The measurement of nerve conduction is a neurophysiological standard examination in neurology. Here, but not the nerve a single nerve fiber is measured, but the sum of the responses of all fibers of a nerve. By definition, this is the fastest detectable response for the determination of velocity is used. In reality, the fibers of nerves transmit at different speeds, what with appropriate analysis can provide additional diagnostic information.

The measurement is performed by means of electrical impulse initiation / readout, measured along a nerve.

A special case is the measurement of motor conduction time. Since the measurable voltage changes of a nerve to the skin surface are very small and therefore error- prone, is aided by the motor nerves in it, namely to irritate the nerves, but derive the response of the muscle. Because muscle with many muscular fibers have a much higher measurable voltage (factor 1:1000) provide, this is easily possible. However, in the time between stimulus and muscle response (latency) is not only the Nervenleitzeit, but also the transmission time on the muscle of the neuromuscular junction ( about 0.8 ms), and the conduction time at the muscle fiber membrane (a few m / s). The total time is called motor conduction time. Through the nervous stimulus in two different places at constant diversion location over the muscle but a 'real ' nerve can then be determined by difference.

Figure 2: Measurement of motor conduction time. Stimulation of the median nerve with two poles of a gold contact electrode to the skin surface at the wrist directly to the body of the carpal tunnel; is measured with an over the musculus abductor pollicis brevis ( thenar muscle) glued electrode and a reference electrode on the thumb. Be set for the appeal, for example, a rectangular pulse with a pulse duration of 200 microseconds and a current intensity of between about 3 and 20 mA, depending on the location of the stimulation and thickness and texture of fabric.

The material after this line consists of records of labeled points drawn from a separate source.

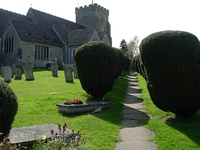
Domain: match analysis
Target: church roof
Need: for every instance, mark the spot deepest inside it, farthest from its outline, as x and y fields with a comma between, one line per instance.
x=79, y=37
x=28, y=31
x=46, y=19
x=5, y=15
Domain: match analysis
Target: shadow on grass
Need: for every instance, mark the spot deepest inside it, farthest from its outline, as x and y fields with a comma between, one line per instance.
x=189, y=126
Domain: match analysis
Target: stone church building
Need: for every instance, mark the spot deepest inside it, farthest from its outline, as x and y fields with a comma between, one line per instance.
x=40, y=37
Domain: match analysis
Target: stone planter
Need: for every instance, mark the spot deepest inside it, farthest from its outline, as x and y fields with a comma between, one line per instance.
x=89, y=106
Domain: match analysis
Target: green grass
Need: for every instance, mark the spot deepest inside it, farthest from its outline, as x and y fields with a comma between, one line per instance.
x=171, y=133
x=38, y=106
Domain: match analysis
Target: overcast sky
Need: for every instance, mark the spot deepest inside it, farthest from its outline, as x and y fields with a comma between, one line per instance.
x=127, y=17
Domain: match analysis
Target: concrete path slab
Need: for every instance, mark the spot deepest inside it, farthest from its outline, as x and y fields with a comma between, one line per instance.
x=134, y=135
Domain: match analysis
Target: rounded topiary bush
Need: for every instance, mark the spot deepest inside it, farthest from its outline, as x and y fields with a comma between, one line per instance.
x=8, y=108
x=98, y=66
x=172, y=66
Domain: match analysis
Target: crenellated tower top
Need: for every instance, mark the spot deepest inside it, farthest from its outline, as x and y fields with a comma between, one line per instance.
x=94, y=16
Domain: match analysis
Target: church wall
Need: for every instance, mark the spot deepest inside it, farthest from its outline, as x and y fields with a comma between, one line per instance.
x=9, y=57
x=28, y=53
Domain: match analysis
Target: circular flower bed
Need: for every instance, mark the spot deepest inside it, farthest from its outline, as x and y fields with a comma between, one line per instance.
x=74, y=101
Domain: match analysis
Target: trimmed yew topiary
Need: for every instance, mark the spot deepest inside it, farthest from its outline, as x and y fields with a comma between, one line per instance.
x=8, y=108
x=172, y=64
x=98, y=66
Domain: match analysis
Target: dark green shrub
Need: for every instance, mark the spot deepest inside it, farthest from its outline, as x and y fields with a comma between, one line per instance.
x=172, y=64
x=98, y=66
x=8, y=108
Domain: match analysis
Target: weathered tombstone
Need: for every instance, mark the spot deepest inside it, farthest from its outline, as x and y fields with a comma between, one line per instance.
x=54, y=69
x=2, y=70
x=68, y=73
x=28, y=71
x=13, y=70
x=18, y=73
x=75, y=72
x=7, y=74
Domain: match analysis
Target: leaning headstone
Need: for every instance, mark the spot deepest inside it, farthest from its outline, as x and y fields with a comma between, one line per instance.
x=54, y=69
x=75, y=72
x=7, y=74
x=68, y=73
x=28, y=71
x=2, y=70
x=18, y=73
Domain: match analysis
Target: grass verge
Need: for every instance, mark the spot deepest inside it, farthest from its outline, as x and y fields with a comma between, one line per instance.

Figure 3: Shown are the results of two stimuli. The upper trace starts on the left at the time of the stimulus ( the beginning of the rectangular pulse ). From there, the beam travels with the set write speed of, for example, 5 ms / notch to the right. In part 1 line (corresponding to a latency of 5 ms) can be seen (shown opposite to the Convention, by default negative voltages in electrophysiology are presented to the top) the onset of electrical muscle response as a downward deflection. This is marked with the left marker. In the bottom track to recognize a similar rash, but a little later (right marker). Apparently, the stimulating electrode was put forth from the muscle to the nerve. The time difference between markers results in the nerve conduction time. The spatial difference of the stimulus points is measured, for example, with a tape measure. The quotient of place and time difference then gives the nerve.


A common indication for measurement of nerve conduction is a suspicion of polyneuropathy. In this disease there is a fault in the insulation of the nerves ( myelin ), and / or the nervous extension ( Axon ). As a result of a injury impaired nerve conduction is measurable. In carpal tunnel syndrome, the local pressure can damage the insulation of the wrist Medianusnerven so that the distal motor latency is significantly prolonged.